One video on social media has emerged of a group of alleged kindergarteners wearing tank and fighter plane outfits accompanied by a teacher in army gear, smiling as she ushers the children along the footpath.
The Daily Mail reports that one child was seen dressed as a military tank featuring the ‘Z’ symbol, which is affiliated with supporters of the Kremlin and Russia's invasion in Ukraine.
The Victory Day parade will take place later today (May 9) and is one of Russia's most significant national events.
It commemorates the Russian soldiers who lost their lives during World War Two and the Soviet Union’s triumph over Nazi Germany.
But it's also largely seen as a chance for Russia to flex its military muscles and show off to the world everything they have in their arsenal.
It acts as a big billboard sign that infers 'don't mess with us'.
Russian President Vladimir Putin is expected to take the stage and declare some form of victory against Ukraine, according to political experts.
Political consultant and former speechwriter for Putin Abbas Gallyamov told BBC News: "Everyone is expecting something to happen [on 9 May], both the enemies of Putin and his supporters.
"These expectations created a vacuum that needs to be filled. If it's not, Putin will lose politically."
Gallyamov also said that the Russian President might even see Victory Day as a platform to offer Ukraine an ultimatum: to either come to the negotiating table or keep fighting.
He said: "The only way he can win now, because he'll definitely lose if it continues, is to produce the impression of an absolutely crazy guy.
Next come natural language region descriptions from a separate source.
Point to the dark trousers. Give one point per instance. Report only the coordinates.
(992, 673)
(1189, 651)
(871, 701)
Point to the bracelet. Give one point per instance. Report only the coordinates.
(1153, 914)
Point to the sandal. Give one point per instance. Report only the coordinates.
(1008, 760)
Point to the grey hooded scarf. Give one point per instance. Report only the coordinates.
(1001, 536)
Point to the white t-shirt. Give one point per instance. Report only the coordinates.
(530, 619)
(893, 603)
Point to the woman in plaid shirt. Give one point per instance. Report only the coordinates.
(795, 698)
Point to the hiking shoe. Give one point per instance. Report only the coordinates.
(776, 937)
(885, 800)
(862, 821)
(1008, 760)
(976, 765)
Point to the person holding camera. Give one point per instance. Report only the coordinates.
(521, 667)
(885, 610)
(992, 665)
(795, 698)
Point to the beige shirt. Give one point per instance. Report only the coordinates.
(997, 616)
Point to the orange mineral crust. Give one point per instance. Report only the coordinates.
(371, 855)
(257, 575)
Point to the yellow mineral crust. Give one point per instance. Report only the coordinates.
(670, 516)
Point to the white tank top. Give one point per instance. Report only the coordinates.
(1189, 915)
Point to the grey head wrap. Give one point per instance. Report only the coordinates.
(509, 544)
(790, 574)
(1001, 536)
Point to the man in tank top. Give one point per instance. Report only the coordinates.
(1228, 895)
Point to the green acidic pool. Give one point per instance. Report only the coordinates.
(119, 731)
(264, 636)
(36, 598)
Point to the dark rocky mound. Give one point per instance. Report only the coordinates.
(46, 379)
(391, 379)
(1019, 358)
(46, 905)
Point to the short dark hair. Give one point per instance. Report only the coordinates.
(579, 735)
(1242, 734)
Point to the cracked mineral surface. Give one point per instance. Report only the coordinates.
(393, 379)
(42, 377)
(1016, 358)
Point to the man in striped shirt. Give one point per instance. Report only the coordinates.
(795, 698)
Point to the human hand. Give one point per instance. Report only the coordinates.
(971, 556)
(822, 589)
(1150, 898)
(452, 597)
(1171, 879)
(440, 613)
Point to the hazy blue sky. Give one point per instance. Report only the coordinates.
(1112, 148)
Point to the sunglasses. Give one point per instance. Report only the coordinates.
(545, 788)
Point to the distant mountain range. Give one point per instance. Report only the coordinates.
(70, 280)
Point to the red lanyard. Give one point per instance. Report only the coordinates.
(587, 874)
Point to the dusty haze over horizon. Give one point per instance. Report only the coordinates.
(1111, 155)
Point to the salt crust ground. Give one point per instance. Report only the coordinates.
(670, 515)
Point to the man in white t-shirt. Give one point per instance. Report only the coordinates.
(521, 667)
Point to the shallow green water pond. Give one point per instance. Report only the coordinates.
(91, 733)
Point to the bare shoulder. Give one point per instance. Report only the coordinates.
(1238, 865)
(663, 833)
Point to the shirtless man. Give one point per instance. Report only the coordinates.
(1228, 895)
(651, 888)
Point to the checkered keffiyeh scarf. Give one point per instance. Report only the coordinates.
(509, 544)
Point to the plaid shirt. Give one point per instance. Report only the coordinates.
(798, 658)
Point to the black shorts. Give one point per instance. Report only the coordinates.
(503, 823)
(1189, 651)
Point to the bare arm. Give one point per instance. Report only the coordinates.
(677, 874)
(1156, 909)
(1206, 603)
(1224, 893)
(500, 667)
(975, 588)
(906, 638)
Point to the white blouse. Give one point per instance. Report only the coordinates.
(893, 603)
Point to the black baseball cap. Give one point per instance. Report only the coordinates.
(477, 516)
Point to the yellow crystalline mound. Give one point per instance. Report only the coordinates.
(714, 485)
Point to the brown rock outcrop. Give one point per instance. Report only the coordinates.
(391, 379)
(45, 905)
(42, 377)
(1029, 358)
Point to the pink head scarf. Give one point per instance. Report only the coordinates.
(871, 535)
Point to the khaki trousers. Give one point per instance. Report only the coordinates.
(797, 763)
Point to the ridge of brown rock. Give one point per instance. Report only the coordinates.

“He wants the western public to get scared, western leaders to get scared and for them to start calling Zelenskyy and say, 'Enough now let's stop this. Go to the negotiating table and agree to at least some of the demands he makes. Because we're ready to help you but we're not ready to die because of you'."
However, professor of Russian history at the University of Miami Stephen Norris warned that Putin might instead announce even more brutal attacks on the neighbouring country and use the celebrations to leverage 'power'.
“Putin and his advisers certainly pay attention to historical anniversaries and like to use them to bolster their hold on power,” he said to Al Jazeera.
“Given how important Victory Day has been to Putin and Putinism, it’s hard to imagine that his government won’t try to use it for some purpose.
"It’s hard to see any sort of victory being declared. Instead, my fear is that Putin will use the holiday to announce a new offensive and new phase of the war.”